The models were implemented from scratch.
We only tested the models on the IMDB dataset for the task of sentiment analysis.
Models in the paper:
- whole reading model
- early stopping model
- skim, reread and early stopping
Models for comparison:
- early stopping model with different reward
- skim, reread and early stopping with different reward
We failed to reproduce the results as shown in the original paper due to several reasons such as missing details for the implementation. More discussion can be found in the report.
For the result of IMDB dataset, our highest accuracy on the test set was 66% compared to the declared accuracy of about 89%. Later on, we found that we didn't use LSTM correctly when combined with the policy module, which is not shown in the report.

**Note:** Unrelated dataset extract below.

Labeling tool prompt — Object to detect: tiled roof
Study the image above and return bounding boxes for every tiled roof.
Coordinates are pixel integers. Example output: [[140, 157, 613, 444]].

After the correction, the highest accuracy increased to 77%.
see file requirements.txt
python [model_name.py] [--parameter value]
--seed # random seed
--alpha # trade off between efficiency(computation cost measured in FLOPs) and accuracy
--gamma # discount factor
Example:
python whole_reading.py
python whole_reading.py --seed 2019
python skim_reread_es_main.py --alpha 0.2 --gamma 0.95
We are still testing the whole_reading.py, currently it tends to breakdown with the error:"out of memory". Therefore we have provided a jupyter_notebook version which runs correctly under Google Colab with GPU turned on.
The report can be found at ReproductionReport.pdf.